Lowell Hydroelectric Project
Lowell Hydroelectric Project
Supporting One of the United States’ Most Historically Significant Hydropower Projects
For those looking for living artifacts of the United States’ renewable energy industry, the Lowell Hydroelectric Project in Lowell, Massachusetts, should be one of the first stops. Not only does the project house the first Francis Turbine – now the most widely-used hydroelectric turbine – built in 1846, but it also includes the Pawtucket Dam, Lowell’s historic canal system, and various water management features designed and constructed by James Francis himself. These innovations powered this historic mill town, as well as the country’s industrial revolution.
Our team is the lead consultant for the Federal Energy Regulatory Commission hydropower relicensing of the Lowell Hydroelectric Project, which is nestled among historic districts — the Locks and Canals Historic District and the Lowell National Historical Park — with dozens of buildings over centuries old. Due to the historical significance of the project, our team has worked closely with various local and federal stakeholders to help preserve the area’s historical resources and provide a long-term source of clean and renewable electricity to the greater New England area.

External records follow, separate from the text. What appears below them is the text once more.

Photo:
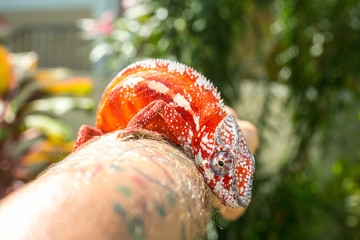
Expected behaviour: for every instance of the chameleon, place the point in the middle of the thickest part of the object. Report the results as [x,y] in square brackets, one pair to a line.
[171,99]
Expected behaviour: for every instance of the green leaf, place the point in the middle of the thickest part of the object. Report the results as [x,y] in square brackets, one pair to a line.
[60,105]
[54,129]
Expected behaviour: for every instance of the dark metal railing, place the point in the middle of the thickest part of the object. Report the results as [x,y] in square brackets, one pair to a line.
[58,45]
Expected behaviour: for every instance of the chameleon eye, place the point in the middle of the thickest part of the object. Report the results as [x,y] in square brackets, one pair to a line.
[221,163]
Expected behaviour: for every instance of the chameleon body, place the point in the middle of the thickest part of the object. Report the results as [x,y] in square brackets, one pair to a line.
[174,100]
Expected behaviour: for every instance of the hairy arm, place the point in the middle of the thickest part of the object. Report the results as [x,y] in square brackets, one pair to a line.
[111,189]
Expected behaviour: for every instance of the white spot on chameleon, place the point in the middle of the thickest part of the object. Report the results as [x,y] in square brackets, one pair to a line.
[159,87]
[182,102]
[132,81]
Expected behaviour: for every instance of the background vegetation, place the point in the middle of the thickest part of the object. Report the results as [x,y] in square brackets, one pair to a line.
[304,53]
[289,66]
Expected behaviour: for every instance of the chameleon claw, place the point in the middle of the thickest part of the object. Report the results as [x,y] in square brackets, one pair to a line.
[127,134]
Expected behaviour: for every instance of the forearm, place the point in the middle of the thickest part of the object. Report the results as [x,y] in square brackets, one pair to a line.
[111,189]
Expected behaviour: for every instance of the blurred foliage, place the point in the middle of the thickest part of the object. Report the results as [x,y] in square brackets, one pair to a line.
[311,48]
[32,133]
[196,33]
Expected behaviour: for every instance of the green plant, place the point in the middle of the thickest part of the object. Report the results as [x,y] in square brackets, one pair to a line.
[32,133]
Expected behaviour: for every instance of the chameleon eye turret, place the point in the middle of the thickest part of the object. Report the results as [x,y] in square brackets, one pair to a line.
[171,99]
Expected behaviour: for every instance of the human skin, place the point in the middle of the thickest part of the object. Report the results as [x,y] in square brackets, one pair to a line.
[114,188]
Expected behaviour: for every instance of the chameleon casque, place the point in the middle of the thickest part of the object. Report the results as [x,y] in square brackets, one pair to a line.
[172,99]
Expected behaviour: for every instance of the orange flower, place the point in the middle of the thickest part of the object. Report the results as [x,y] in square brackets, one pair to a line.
[7,75]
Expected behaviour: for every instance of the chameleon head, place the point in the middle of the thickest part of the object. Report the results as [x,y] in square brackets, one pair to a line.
[230,167]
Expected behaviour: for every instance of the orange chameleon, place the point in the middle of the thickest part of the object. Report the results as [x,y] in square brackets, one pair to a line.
[173,100]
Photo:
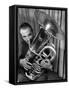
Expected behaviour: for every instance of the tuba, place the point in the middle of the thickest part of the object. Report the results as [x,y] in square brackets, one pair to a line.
[41,52]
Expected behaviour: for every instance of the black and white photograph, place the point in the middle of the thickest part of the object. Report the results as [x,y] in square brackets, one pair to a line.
[41,45]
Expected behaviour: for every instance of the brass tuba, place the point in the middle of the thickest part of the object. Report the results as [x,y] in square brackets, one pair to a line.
[40,52]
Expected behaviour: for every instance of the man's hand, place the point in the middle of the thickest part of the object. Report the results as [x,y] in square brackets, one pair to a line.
[24,63]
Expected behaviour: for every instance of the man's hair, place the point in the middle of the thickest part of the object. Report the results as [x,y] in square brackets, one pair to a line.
[25,26]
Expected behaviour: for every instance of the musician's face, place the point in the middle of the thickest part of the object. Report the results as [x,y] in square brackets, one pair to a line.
[26,34]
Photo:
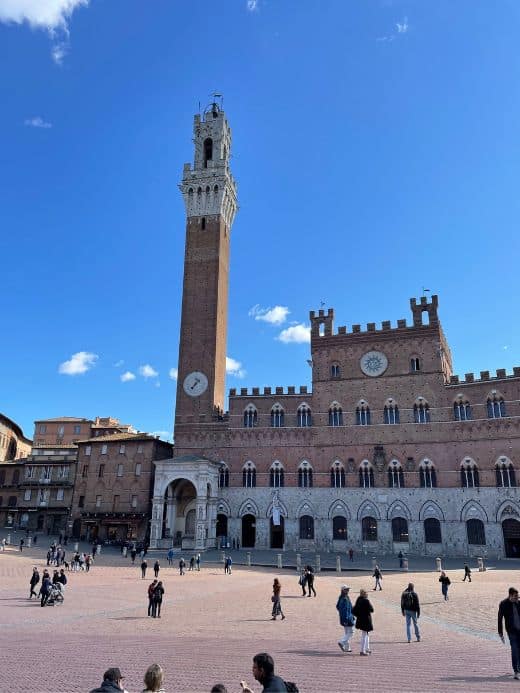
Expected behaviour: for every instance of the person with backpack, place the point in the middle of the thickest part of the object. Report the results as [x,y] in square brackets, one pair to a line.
[157,600]
[346,618]
[378,575]
[411,610]
[445,583]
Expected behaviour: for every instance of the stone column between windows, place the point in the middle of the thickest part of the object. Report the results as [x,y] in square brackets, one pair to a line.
[156,522]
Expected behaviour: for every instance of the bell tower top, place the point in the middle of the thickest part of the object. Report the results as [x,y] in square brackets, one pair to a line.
[209,189]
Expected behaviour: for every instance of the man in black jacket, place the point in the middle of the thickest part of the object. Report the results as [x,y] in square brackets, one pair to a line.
[411,609]
[509,611]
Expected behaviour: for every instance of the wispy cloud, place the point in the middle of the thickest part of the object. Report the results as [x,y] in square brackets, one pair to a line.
[52,16]
[234,367]
[295,334]
[148,371]
[127,376]
[79,363]
[274,316]
[37,122]
[400,28]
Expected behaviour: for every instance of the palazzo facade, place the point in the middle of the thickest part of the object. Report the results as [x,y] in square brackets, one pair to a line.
[388,450]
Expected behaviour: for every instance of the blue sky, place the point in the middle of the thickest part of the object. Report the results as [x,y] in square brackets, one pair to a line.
[376,150]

Fly Over the History and Beauty of American Hydropower
The 15-megawatt project, operated by Boott Hydropower, includes the 1,093-foot-long Pawtucket Dam, the E.L. Field powerhouse, the historic canal system, and upstream and downstream fish passage structures. In support of obtaining a new license to continue operation of the project, our team has conducted various studies, including a focus on instream river flows, aquatic resources, fluid dynamics modeling, fish passage and protection, recreation and cultural resources.

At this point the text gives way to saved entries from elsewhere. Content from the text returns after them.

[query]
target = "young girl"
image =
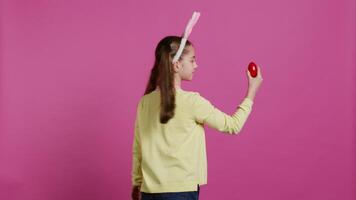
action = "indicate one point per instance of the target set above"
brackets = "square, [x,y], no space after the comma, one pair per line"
[169,154]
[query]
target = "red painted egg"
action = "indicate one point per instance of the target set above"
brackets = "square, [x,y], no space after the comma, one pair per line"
[252,68]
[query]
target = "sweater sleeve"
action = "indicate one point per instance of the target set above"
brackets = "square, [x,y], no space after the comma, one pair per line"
[136,173]
[206,113]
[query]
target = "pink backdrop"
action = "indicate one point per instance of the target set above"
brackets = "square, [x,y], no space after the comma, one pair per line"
[72,73]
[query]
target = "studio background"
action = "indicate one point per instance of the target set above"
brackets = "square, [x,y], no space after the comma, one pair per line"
[72,73]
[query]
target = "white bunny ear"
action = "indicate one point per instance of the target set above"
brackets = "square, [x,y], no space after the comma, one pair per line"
[193,20]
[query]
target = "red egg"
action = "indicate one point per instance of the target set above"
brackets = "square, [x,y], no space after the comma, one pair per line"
[252,68]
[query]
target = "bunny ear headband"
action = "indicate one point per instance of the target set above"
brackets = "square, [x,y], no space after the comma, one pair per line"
[188,30]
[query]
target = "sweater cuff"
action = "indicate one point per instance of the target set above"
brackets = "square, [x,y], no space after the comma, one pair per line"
[247,101]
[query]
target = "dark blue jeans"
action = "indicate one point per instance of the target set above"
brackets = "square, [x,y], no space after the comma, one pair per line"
[194,195]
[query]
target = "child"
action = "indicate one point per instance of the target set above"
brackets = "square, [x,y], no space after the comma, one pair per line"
[169,153]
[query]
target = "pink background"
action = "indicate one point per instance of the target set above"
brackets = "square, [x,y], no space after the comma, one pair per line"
[72,73]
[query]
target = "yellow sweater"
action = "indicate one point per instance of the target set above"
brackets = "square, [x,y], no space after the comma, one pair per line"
[172,157]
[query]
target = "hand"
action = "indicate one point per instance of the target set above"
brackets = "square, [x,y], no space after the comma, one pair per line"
[254,83]
[135,194]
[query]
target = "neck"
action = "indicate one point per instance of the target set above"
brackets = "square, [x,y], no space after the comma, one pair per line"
[177,83]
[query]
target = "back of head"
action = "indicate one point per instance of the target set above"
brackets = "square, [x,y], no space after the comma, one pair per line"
[162,74]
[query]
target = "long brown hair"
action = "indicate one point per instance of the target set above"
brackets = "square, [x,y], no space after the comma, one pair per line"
[162,75]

Evaluating Fish Passage Routes
The Merrimack River, which passes by 200 communities and 2.6 million people, is one of the most important river basins in New England for diadromous fish, which migrate between the ocean and freshwater habitats to spawn and complete their life cycles. Over the past two centuries, native aquatic species have decreased due to pollution and overfishing.
In recent years, the river’s water quality has improved, and our team has worked with Boott Hydropower, our teaming partners, and resource agencies to leverage the relicensing process in support of an effort to restore fish populations.

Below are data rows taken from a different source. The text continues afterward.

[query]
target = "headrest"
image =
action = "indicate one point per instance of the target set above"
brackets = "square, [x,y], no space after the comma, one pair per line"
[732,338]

The Lowell Hydroelectric Project has several existing upstream and downstream fish passages structures that allow various fish species to reach their native upstream habitats and return to the downstream Atlantic Ocean. Our team worked extensively with Massachusetts, New Hampshire and federal fishery resource agencies to study the effectiveness of these passage structures and develop an approach to enhance the ability of fish to migrate upstream and downstream of the project.
Facilitating Effective Collaboration
Given the complexity of the resources associated with the Lowell Hydroelectric Project and the comprehensive nature of FERC’s relicensing process, Boott Hydropower took the proactive approach of initiating resource-specific settlement discussions with project stakeholders to address the interests of the various stakeholders. More than 30 participants engaged in these settlement discussions, including community members, local and federal agencies, and advocacy groups.
Our team served as the facilitator, driving long-term agreements focusing on upstream and downstream fish passage, natural resource protection measures, and historical preservation and management of the canal system. These proactive settlement discussions will define how the Lowell Hydroelectric Project will be managed over the term of the new license.